How do we mathematically define the meaning of the word "undecidable"? I need to understand the meaning of this  mathematical concept: "undecided/undecidable". 
I know what it means in the English dictionary. But, I don't know what it means mathematically.
If You answer this question with possible mathematical examples, it will be very helpful to understand this issue.
Thank you very much!
 A: Given a set of axioms, a statement is undecidable if neither it nor its negation follow from the axioms.
Example:
If your only axiom is:
$$
\forall z \forall x \forall y  \ (y=x) \vee(y=z)\vee (x=z)
$$
(in English, "for any three things, two of them are equal")
then it is undecidable whether
$$
\forall x \forall y (x=y)
$$
(English, "there is only one thing.")
By contrast, it is decidable (and false) that
$$
\exists x \exists y \exists z (x \neq y) \wedge (x\neq z) \wedge (y\neq z).
$$
(English, "there exist three distinct things.")
A: Saying that a statement is "undecidable" means that there can be no proof, even theoretically, that the true nor can there be a proof that it is false.
A: If a proposition $p$ can be stated in the language of a theory $T$, we say $p$ is undecidable in $T$ if $T$ contains neither a proof nor a disproof of $p$.
A: A statement $P$ is undecidable in an theory $T$ if $t \cup \{P\}$ and $t \cup \{\neg P\}$ are both consistent. In practice, it's usually used more broadly: $P$ is undecidable in $T$ if $T \cup\{P\}$ and $T\cup\{\neg P\}$ are equiconsistent, becuase Gödel's Second Incompleteness Theorem is annoying that way: specifically, for most systems that we're interested in, we can't prove that the system is consistent (or, more precisely, we can't prove it in that system unless the system is inconsistent). Thus, rather than requiring two systems to be consistent (which we can't prove), we instead require that at least there's no consistency reason to prefer one over the other. 

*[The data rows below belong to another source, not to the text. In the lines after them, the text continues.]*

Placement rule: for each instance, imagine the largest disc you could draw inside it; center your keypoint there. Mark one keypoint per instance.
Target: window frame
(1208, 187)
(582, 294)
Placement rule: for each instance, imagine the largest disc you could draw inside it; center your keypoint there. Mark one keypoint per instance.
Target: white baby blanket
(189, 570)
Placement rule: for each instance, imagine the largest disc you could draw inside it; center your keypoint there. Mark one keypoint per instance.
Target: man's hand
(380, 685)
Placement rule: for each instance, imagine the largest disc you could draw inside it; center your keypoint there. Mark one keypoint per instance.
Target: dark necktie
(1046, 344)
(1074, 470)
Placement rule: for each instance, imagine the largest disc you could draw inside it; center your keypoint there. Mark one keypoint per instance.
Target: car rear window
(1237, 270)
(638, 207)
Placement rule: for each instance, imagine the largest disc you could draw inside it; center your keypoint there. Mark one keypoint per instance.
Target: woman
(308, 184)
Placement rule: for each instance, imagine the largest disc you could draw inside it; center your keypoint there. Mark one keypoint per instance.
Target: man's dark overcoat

A: Suppose you have some logical system $S$ equipped with some initial axioms and some process for generating statements from previous statements. Suppose you have a set $T$ of statements such that each statement is either an axiom in $S$, or can be derived from other statements in $T$ using the process given by $S$ for generating statements (note that $T$ is a recursively defined set, in that each statement in $T$ is either an axiom, or a statement that can be derived from axioms, or a statement that can be derived from statements that can be derived from axioms, etc.) A statement is undecidable in $S$ if neither the statement nor its negation is in $T$.
Note that undecidability is a property of a statement and a logical system. A statement might be decidable in one logical system, but undecidable in another. For example, the Axiom of Choice is undecidable in Zermelo–Fraenkel set theory, but is taken as an axiom in ZFC (that is what the C stands for), and thus is decidable in ZFC.